Ça a recommencé il y a un peu plus de deux mois et demi. Pratiquement toutes les nuits, des groupes d'hommes défoncent les portes, entrent et agressent les femmes à l'arme blanche. Ils les violent, les torturent et pillent leur maigre bien. C'est très comparable aux évènements de 2001, sauf qu'à l'époque, plus d'une centaine de femmes avait été agressée en trois nuits. Là, les violences sont les mêmes mais s'étendent dans la durée.

 

En 2001, un imam radical semblait, par ses prêches, être l'instigateur de ces expéditions. Est-il toujours en poste à Hassi Messaoud?

Les femmes qui ont témoigné récemment m'ont raconté qu'un imam avait chauffé à blanc les hommes dimanche ( 11 avril, ndlr) soir. Mais elles n'ont pas su me dire son nom.

 

Comment réagissent les autorités locales à cette nouvelle vague d'agression?

Dernièrement, la voisine d'une victime a appelé la police à deux reprises pendant une attaque. La première fois, ils lui ont dit d'aller se recoucher. La seconde, ils lui ont raccroché au nez. Après, ça ne répondait plus. On a vraiment l'impression de vivre dans une zone de non-droit. Certains disent que les policiers eux-mêmes ont peur des représailles s'ils interviennent. D'autant plus qu'il n'y a pas de suites judiciaires lorsque les suspects sont arrêtés.

 

Depuis 2001, le gouvernement n'a donc pas ouvert les yeux sur ce phénomène?

Bien au contraire, il a tout fait pour les maintenir bien fermés. D'ailleurs, les violences faites aux femmes ont explosé depuis 2001. Mais tout est fait pour les décourager de porter plainte. J'en suis à me dire qu'il existe une réelle volonté politique de nuire aux femmes.

 

Pourquoi ?

Selon moi, il y a deux facteurs. D'abord, le code de la famille de 1984 (lire l'encadré ci-contre), dans lequel on a expliqué aux hommes qu'ils avaient tous les droits sur leurs femmes. Ensuite, l'impunité réservée aux intégristes qui ont torturé et violé pendant les années noires du terrorisme. Aujourd'hui, on les appelle même des "repentis" (lire l'encadré ci-dessous), alors qu'ils ne sont jamais repentis de rien! Ça revient à expliquer aux hommes qu'ils peuvent se défouler sur leurs femmes en toute impunité.

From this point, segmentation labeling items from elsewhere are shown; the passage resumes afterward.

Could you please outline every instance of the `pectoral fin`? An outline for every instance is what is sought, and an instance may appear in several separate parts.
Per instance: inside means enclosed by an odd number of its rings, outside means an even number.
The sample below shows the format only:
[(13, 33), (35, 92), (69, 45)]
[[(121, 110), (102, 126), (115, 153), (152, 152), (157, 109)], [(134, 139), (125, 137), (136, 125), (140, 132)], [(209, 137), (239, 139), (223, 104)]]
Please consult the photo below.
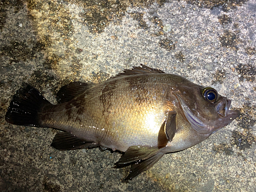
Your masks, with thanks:
[(132, 179), (141, 173), (148, 169), (164, 154), (158, 147), (131, 146), (119, 160), (116, 163), (116, 168), (130, 165), (129, 175), (125, 180)]
[(56, 150), (64, 151), (96, 147), (98, 145), (93, 141), (80, 139), (69, 132), (59, 132), (55, 135), (51, 146)]
[(165, 146), (172, 141), (176, 132), (176, 114), (175, 111), (168, 111), (165, 120), (161, 126), (158, 133), (158, 146), (159, 148)]

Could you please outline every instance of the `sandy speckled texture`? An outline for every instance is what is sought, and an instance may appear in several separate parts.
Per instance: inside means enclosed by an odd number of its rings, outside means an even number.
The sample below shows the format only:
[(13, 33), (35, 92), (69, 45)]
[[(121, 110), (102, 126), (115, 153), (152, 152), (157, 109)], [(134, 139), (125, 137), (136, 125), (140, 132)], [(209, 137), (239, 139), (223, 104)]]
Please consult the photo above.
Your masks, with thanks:
[[(256, 1), (212, 2), (2, 1), (0, 190), (256, 191)], [(140, 63), (214, 88), (241, 115), (127, 182), (127, 168), (112, 168), (119, 153), (57, 151), (58, 131), (5, 120), (24, 81), (56, 103), (70, 82), (102, 82)]]

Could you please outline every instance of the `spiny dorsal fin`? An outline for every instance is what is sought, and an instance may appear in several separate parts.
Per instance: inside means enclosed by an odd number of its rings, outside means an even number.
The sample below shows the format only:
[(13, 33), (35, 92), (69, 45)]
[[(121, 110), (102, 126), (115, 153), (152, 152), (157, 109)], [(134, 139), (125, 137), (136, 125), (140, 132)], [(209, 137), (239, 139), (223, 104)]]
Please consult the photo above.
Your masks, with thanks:
[(58, 103), (68, 102), (93, 86), (93, 84), (81, 82), (71, 82), (62, 87), (57, 93)]
[(119, 73), (115, 76), (112, 77), (111, 79), (113, 79), (116, 77), (120, 77), (127, 75), (133, 75), (137, 74), (142, 74), (145, 73), (165, 73), (162, 70), (157, 69), (153, 69), (146, 66), (144, 65), (140, 64), (140, 67), (133, 67), (132, 69), (125, 69), (123, 72)]

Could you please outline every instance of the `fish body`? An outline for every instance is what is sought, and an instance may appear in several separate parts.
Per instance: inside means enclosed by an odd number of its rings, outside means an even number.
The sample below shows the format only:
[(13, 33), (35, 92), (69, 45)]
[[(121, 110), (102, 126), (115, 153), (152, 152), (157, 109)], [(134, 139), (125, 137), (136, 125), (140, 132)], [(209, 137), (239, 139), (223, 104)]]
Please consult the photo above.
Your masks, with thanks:
[(53, 105), (27, 84), (14, 95), (6, 119), (63, 131), (52, 143), (60, 150), (101, 146), (125, 152), (116, 165), (132, 163), (126, 179), (166, 153), (201, 142), (239, 115), (213, 88), (144, 65), (99, 84), (71, 83), (57, 98)]

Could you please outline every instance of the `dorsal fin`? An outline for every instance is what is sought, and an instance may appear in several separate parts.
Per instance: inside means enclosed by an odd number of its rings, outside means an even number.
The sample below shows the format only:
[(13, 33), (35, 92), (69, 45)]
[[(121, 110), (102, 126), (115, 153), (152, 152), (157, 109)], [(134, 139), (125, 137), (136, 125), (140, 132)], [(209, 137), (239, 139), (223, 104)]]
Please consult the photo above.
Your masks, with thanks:
[(160, 69), (151, 68), (143, 64), (140, 64), (140, 65), (141, 67), (134, 66), (132, 69), (125, 69), (123, 70), (123, 72), (118, 73), (116, 76), (112, 77), (111, 79), (127, 75), (142, 74), (145, 73), (165, 73)]
[(81, 82), (73, 82), (63, 86), (57, 93), (58, 103), (63, 103), (83, 93), (93, 86), (93, 84)]

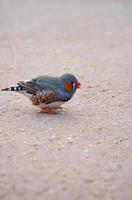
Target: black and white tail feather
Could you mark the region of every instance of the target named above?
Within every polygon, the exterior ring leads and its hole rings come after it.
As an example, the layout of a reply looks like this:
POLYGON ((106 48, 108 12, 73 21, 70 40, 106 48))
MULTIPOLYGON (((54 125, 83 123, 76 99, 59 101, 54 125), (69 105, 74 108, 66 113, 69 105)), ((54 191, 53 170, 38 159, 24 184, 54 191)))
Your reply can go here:
POLYGON ((35 95, 36 91, 34 90, 31 81, 20 81, 15 86, 11 86, 8 88, 4 88, 1 91, 14 91, 24 94, 25 96, 29 97, 31 95, 35 95))

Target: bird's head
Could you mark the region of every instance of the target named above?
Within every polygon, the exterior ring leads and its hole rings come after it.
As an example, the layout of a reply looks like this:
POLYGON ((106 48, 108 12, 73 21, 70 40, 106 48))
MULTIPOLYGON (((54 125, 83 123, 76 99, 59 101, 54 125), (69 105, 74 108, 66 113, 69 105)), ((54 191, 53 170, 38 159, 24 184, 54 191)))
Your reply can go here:
POLYGON ((63 94, 69 98, 71 98, 76 92, 76 89, 79 89, 81 86, 81 83, 73 74, 64 74, 60 76, 59 84, 63 94))

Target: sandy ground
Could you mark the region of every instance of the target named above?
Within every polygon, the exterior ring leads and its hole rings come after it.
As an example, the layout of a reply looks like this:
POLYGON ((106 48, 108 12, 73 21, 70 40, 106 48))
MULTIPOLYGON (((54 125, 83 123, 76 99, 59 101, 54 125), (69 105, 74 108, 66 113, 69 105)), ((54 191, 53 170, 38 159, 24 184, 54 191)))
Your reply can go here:
POLYGON ((0 92, 0 200, 131 200, 131 0, 0 1, 0 87, 65 72, 58 115, 0 92))

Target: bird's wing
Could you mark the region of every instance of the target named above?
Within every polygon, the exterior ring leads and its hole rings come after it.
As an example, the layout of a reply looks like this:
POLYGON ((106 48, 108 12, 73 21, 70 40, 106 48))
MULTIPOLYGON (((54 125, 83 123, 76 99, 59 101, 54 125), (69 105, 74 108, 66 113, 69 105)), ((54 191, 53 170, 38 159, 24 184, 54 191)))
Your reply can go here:
POLYGON ((40 92, 50 92, 56 89, 56 78, 39 76, 29 81, 19 81, 17 84, 27 93, 36 95, 40 92))

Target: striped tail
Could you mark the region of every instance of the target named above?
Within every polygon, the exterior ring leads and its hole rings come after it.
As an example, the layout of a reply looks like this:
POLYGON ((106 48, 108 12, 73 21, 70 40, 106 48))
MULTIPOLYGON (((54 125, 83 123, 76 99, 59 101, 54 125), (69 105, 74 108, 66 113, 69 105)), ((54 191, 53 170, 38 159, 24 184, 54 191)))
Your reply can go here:
POLYGON ((17 84, 16 86, 9 87, 9 88, 1 89, 1 91, 15 91, 15 92, 20 92, 22 90, 23 90, 23 87, 20 86, 19 84, 17 84))

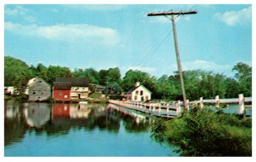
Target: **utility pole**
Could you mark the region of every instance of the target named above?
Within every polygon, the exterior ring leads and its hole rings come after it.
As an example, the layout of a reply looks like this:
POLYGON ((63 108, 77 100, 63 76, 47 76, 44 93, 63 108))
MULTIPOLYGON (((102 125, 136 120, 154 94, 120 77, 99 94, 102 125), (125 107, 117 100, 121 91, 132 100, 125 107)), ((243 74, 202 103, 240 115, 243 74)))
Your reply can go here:
POLYGON ((186 92, 185 92, 185 87, 184 87, 184 81, 183 81, 183 70, 182 70, 182 66, 181 66, 181 61, 180 61, 180 57, 179 57, 179 50, 178 50, 178 46, 177 46, 177 33, 176 33, 176 26, 175 26, 175 20, 177 18, 179 15, 182 14, 197 14, 197 11, 180 11, 180 12, 173 12, 172 10, 168 11, 168 12, 158 12, 158 13, 149 13, 148 14, 148 16, 160 16, 160 15, 164 15, 166 18, 168 18, 168 15, 172 15, 171 20, 172 22, 172 31, 173 31, 173 38, 174 38, 174 45, 175 45, 175 51, 176 51, 176 59, 177 59, 177 69, 178 69, 178 73, 179 73, 179 81, 180 81, 180 85, 181 85, 181 90, 183 94, 183 106, 184 108, 187 110, 188 106, 187 106, 187 101, 186 101, 186 92), (174 17, 174 15, 177 15, 177 17, 174 17))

C'est un message fort envoyé à la société.

 

Comment a été perçu en Algérie votre livre Laissées pour mortes, écrit avec deux victimes ?

Il n'était pas vendu en Algérie. Mais le seul fait qu'il existe a été ressenti comme un immense espoir par toutes ces femmes. Les médias, quant à eux, ont applaudi l'initiative. Tout comme l'opinion publique, qui s'est mobilisée pendant quelques jours. Mais très rapidement, c'est retombé. En revanche, le ministère algérien de la solidarité nous a attaquées verbalement, et nous a traitées de menteuses.

 

Combien de femmes ont pour l'instant été victimes de cette nouvelle vague d'agressions?

C'est très difficile à dire car elles ont peur de témoigner, et, bien sûr, il n'existe pas de chiffres officiels. Les victimes doivent même se battre avec les policiers pour qu'ils acceptent d'enregistrer leurs plaintes ! Aujourd'hui, les violences ont peut-être déjà atteint la même ampleur qu'en 2001, peut-être l'ont-elles même dépassée.

 

 

Olivier Faure

L'Express, 14 avril 2010.


 

Que dit le Code de la famille de 1984 ?
 
l s'agit d'un texte d'inspiration très intégriste incluant des éléments de la charia. Il réduit la femme algérienne à un statut de quasi mineure, notamment en matière de mariage, de divorce ou de succession. Il a été adopté par l'Assemblée populaire nationale en 1984, sous le règne du parti unique, le FLN. Il a été amendé dans un sens plus libéral en 2005.
 

Repentis
Les repentis, en Algérie, sont les anciens maquisards islamistes des années de sang (1992/1999), rentrés chez eux après l'entrée en vigueur de la Charte de réconciliation nationale. Une charte qui offre l'impunité à ces anciens adversaires de l'Etat, passe l'éponge sur leurs crimes, et leur propose de retrouver une place normale au sein de la société.